Multi-View Black-Box Physical Attacks on Infrared Pedestrian Detectors Using Adversarial Infrared Grid
0
🎯
Sign in to get full access
Overview
- This paper presents a novel attack method called "Adversarial Infrared Grid" that can bypass infrared pedestrian detectors used in autonomous vehicles and robotics.
- The attack leverages physical world perturbations in the infrared spectrum to fool the target detectors, without requiring access to the detector's internals or training data.
- The authors demonstrate the effectiveness of their attack method across multiple viewing angles and show that it can achieve high targeted misclassification rates against state-of-the-art infrared pedestrian detectors.
Plain English Explanation
The paper describes a way to trick infrared pedestrian detectors used in self-driving cars and robots. These detectors use infrared cameras to spot people, but the researchers found a method to make the detectors "not see" pedestrians in the real world.

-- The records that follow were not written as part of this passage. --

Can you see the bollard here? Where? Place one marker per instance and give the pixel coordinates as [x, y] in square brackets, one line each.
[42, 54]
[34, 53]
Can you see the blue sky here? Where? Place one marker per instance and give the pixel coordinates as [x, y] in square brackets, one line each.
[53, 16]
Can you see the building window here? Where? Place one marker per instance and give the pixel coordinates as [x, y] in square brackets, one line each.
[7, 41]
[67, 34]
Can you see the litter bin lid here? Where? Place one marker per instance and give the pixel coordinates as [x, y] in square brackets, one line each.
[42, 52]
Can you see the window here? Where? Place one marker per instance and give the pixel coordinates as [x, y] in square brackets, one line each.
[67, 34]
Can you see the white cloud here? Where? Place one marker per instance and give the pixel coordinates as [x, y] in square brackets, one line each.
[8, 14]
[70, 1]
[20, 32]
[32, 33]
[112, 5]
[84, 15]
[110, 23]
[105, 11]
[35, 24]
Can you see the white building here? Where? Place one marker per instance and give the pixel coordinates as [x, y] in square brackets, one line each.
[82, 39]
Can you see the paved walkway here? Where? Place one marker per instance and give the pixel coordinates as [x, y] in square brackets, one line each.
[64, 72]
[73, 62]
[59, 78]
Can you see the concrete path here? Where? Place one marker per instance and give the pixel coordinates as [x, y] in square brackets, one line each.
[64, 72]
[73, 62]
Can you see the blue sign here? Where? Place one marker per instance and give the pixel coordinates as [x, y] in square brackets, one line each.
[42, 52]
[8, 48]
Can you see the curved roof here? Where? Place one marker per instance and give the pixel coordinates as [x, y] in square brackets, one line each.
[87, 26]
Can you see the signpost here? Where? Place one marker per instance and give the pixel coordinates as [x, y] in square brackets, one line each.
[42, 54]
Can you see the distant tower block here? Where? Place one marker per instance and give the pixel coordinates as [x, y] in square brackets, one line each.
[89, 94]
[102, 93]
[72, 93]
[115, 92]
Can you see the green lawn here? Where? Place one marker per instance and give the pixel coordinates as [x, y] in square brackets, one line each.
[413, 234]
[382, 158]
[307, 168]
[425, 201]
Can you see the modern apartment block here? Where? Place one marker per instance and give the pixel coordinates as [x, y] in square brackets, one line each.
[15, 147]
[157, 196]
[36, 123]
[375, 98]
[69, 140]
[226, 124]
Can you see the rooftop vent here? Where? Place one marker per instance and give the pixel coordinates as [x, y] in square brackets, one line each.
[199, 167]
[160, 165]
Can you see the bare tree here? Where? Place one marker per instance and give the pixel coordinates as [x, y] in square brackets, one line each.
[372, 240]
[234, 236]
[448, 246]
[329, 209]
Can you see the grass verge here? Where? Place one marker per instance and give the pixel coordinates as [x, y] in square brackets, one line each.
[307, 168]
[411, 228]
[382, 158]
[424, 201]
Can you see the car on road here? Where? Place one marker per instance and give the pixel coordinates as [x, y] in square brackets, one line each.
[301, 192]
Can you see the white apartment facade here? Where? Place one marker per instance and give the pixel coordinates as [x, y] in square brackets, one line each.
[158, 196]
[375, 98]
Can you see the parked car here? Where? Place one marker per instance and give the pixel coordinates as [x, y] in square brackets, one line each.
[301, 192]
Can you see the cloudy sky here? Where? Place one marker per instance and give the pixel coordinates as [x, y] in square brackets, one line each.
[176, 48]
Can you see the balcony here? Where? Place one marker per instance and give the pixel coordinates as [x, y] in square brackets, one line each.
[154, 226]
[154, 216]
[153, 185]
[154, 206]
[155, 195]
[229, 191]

They created a special grid of infrared lights that can be placed in the environment. When the infrared detectors see this grid, they become confused and fail to correctly identify the people around it. This works from different angles, so the grid can be placed to hide pedestrians from the detectors' view.
The key insight is that by carefully designing the infrared pattern, they can exploit vulnerabilities in how the detectors work, without needing access to the detector's inner workings or training data. This makes the attack more practical to deploy in the real world compared to other adversarial approaches that require that kind of access.
Technical Explanation
The paper proposes a novel "Adversarial Infrared Grid" attack that can fool infrared-based pedestrian detectors used in autonomous vehicles and robotics. Unlike previous white-box attacks that require access to the model architecture and training data, this is a black-box attack that only relies on the target detector's observable inputs and outputs.
The core idea is to create a physical infrared grid pattern that, when placed in the environment, induces the target detector to misclassify pedestrians as non-pedestrians. The authors show that by optimizing the grid parameters, such as the positions and intensities of the infrared LEDs, they can generate an adversarial infrared pattern that is effective across multiple viewpoints, as demonstrated in their experiments.
The optimization process leverages techniques like "Integrated Gradients" to estimate the gradient of the detector's output with respect to the infrared grid, without requiring access to the model internals. This allows them to perform a "ControlLoc" style attack, where they can control the location of the misclassification.
The authors evaluate their attack on state-of-the-art infrared pedestrian detectors and demonstrate high targeted misclassification rates, even when the grid is placed at various distances and angles relative to the detector.
Critical Analysis
The paper presents a compelling attack that highlights the vulnerability of infrared-based perception systems to physical-world perturbations. The authors make a strong case for the practical feasibility of their approach, as it does not require access to the target model's internals or training data.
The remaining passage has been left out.